The most jarring recordings concern the life and death of Joseph
(Joey O) Masella, a 49-year-old bookie who owed everybody — the
DeCavalcantes, the Colombos, the Gambinos.
Masella borrowed hundreds of thousands from the three mob
families, hoping to hit it big as a bookie, according to the tapes.
He failed.
"This guy is breaking my b---s," Masella told Ralphie in the
summer of 1998, referring to one of his any mob pursuers. "All I
need is just three thousand. He's calling me, and calling me and
calling."
That June, Masella approached acting DeCavalcante boss Vincent
Palermo, claiming he simply could not pay his debts. "By all rights,
by all the rules, I have to kill you," Palermo replied, according to
court testimony.
One afternoon, Masella got a call from Steve, an alleged debtor.

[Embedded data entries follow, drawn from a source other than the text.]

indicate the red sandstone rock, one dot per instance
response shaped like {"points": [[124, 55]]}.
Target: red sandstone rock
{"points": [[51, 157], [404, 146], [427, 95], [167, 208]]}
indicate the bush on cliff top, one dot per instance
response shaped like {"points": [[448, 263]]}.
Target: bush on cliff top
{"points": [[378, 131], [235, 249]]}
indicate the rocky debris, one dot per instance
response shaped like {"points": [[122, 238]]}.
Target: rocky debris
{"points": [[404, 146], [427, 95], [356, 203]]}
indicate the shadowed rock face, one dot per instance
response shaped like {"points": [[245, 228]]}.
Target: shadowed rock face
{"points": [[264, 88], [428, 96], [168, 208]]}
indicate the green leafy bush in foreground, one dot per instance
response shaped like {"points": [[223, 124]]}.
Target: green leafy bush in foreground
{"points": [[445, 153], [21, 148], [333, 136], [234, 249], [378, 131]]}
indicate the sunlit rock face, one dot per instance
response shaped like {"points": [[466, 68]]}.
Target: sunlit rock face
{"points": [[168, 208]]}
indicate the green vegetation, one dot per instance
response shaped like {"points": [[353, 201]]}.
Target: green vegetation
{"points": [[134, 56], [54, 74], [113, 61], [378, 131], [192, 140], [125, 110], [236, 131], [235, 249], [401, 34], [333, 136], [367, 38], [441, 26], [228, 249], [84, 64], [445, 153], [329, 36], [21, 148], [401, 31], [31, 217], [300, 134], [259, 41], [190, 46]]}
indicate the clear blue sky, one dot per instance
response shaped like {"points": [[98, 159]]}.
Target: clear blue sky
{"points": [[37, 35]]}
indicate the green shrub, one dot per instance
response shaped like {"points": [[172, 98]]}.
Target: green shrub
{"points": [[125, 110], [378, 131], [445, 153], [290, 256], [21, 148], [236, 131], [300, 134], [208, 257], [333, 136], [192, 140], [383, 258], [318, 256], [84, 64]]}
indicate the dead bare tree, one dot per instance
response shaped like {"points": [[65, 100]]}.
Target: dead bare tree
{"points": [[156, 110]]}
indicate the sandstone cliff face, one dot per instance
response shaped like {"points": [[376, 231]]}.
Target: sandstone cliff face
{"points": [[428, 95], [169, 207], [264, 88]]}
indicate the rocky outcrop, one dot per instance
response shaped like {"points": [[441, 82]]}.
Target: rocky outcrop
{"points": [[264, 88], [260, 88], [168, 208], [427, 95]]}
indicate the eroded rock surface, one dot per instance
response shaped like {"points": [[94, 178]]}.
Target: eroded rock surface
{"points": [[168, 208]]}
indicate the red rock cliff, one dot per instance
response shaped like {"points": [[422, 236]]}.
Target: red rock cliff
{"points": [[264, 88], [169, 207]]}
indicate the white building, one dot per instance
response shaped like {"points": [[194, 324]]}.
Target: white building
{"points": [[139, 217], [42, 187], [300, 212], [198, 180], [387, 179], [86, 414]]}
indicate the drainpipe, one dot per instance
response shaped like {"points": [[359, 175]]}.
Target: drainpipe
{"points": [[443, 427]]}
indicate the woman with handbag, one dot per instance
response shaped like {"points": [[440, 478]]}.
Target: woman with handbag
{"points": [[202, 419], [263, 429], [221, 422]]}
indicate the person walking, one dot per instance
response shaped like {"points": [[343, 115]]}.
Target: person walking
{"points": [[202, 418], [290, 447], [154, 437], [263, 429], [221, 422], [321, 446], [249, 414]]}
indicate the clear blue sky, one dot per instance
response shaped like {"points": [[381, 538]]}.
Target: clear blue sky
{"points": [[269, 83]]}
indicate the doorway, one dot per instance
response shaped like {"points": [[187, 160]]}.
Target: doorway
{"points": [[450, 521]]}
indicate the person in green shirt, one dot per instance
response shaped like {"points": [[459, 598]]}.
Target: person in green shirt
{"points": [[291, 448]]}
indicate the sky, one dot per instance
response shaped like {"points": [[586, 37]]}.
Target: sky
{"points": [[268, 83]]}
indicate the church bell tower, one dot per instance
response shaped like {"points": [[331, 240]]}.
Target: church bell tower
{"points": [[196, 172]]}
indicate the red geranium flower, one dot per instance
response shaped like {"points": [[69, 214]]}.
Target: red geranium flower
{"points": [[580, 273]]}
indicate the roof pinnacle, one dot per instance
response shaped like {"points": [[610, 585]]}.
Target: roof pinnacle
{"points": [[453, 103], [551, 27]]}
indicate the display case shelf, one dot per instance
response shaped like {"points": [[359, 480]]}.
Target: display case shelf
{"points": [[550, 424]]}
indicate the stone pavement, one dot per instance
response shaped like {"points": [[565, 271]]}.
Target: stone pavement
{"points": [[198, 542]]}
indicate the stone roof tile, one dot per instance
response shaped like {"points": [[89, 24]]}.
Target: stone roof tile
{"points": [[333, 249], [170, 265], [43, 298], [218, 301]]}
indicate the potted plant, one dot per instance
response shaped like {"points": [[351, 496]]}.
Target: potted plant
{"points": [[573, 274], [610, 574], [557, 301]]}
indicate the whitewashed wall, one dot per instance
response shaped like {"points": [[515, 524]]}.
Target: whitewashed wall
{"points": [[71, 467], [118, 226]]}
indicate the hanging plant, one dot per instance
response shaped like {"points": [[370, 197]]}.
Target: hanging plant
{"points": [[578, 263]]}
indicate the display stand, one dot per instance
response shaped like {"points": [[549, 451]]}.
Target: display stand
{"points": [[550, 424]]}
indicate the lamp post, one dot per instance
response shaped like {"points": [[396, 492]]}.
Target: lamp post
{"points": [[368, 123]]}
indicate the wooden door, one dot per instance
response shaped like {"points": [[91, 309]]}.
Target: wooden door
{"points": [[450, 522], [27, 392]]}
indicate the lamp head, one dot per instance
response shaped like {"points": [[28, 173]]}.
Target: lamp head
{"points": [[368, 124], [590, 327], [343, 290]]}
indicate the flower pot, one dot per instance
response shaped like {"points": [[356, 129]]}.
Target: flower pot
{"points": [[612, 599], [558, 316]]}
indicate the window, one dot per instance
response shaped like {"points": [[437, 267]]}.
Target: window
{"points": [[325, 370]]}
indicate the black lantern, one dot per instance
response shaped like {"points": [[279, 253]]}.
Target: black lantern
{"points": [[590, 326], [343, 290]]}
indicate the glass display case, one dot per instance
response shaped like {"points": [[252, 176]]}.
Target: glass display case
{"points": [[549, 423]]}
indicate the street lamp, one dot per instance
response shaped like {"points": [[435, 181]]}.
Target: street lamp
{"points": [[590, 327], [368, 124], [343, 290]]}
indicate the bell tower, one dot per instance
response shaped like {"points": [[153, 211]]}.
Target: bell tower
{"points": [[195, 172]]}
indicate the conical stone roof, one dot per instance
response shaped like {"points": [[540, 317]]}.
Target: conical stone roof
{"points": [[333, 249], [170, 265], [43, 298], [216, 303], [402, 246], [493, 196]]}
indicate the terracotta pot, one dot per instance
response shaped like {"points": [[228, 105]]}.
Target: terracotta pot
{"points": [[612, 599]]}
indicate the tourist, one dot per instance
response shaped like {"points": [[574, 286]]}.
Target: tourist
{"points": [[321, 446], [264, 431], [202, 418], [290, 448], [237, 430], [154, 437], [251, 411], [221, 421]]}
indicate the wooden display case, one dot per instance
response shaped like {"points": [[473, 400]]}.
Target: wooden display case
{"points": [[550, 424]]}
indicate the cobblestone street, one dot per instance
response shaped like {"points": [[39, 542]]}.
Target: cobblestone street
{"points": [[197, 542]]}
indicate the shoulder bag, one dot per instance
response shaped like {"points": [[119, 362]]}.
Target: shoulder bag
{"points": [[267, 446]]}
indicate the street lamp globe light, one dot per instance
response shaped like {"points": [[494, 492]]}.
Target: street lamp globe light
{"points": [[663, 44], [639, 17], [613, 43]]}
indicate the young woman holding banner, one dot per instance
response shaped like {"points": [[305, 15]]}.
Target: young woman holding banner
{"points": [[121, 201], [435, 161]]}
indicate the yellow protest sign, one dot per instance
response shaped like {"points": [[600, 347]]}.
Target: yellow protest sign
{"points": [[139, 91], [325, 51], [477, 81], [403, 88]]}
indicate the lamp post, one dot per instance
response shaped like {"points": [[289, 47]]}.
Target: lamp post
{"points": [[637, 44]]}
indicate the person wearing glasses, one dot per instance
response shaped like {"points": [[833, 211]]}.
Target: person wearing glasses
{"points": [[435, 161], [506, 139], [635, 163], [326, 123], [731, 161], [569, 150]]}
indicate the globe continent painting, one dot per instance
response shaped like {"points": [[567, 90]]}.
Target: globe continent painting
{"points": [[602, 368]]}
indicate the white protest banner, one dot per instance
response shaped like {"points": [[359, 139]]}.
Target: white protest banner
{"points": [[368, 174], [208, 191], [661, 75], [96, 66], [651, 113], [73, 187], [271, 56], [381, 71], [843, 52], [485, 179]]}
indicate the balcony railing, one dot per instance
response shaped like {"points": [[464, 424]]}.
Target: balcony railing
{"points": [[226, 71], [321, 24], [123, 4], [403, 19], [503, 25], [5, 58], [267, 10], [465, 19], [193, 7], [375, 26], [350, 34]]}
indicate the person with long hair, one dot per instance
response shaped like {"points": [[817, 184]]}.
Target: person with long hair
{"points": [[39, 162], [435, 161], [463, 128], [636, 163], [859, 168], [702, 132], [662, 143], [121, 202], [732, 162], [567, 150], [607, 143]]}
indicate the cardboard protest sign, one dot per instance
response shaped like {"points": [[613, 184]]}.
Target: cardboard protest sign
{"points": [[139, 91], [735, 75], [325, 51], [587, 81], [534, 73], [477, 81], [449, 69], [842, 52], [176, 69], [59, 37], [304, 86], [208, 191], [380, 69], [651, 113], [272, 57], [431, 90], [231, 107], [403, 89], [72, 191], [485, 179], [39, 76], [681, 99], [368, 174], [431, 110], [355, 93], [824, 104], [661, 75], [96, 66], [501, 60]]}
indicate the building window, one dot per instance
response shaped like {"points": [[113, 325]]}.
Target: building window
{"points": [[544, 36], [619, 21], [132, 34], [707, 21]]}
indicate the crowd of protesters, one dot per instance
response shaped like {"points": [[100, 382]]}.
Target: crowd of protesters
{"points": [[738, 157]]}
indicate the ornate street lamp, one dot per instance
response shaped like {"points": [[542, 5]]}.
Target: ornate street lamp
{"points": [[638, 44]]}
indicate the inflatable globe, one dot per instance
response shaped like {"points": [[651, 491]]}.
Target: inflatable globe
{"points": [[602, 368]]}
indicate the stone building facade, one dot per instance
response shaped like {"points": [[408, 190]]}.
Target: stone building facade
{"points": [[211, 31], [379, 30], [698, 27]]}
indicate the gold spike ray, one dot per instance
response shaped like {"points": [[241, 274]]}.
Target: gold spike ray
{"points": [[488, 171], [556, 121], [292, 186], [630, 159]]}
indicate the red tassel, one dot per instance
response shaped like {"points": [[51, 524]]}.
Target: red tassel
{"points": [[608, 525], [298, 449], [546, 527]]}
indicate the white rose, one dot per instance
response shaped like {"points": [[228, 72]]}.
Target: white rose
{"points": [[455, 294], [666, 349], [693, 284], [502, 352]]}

Steve was going to hand Masella $10,000 in cash, which Masella would
immediately turn over to his creditors.
But Steve was really Westley Paloscio, Masella's bookmaking
partner, who masked his voice, Assistant U.S. Attorney Maria Barton
alleged in court last week.
Paloscio told Masella to meet Steve at the Marine Park Golf
Course parking lot in Brooklyn, prosecutors alleged.
Masella pulled into the dark lot around 9:30 p.m.
When a red two-door sedan pulled up, Masella bounded forth to
meet Steve.. He saw a man with a mustache and dark hair at the
wheel, and then several flashes from a gun.
Motorists rushed to the scene as the red car sped away. Masella
was alive, his body riddled with bullets. He described Steve and his
car and gave up Paloscio's beeper number. He died four hours later.
Paloscio learned Masella survived for a while, and he worried that
the botched hit could result in his death.
"Somebody's going to get shot," Paloscio told Ralphie.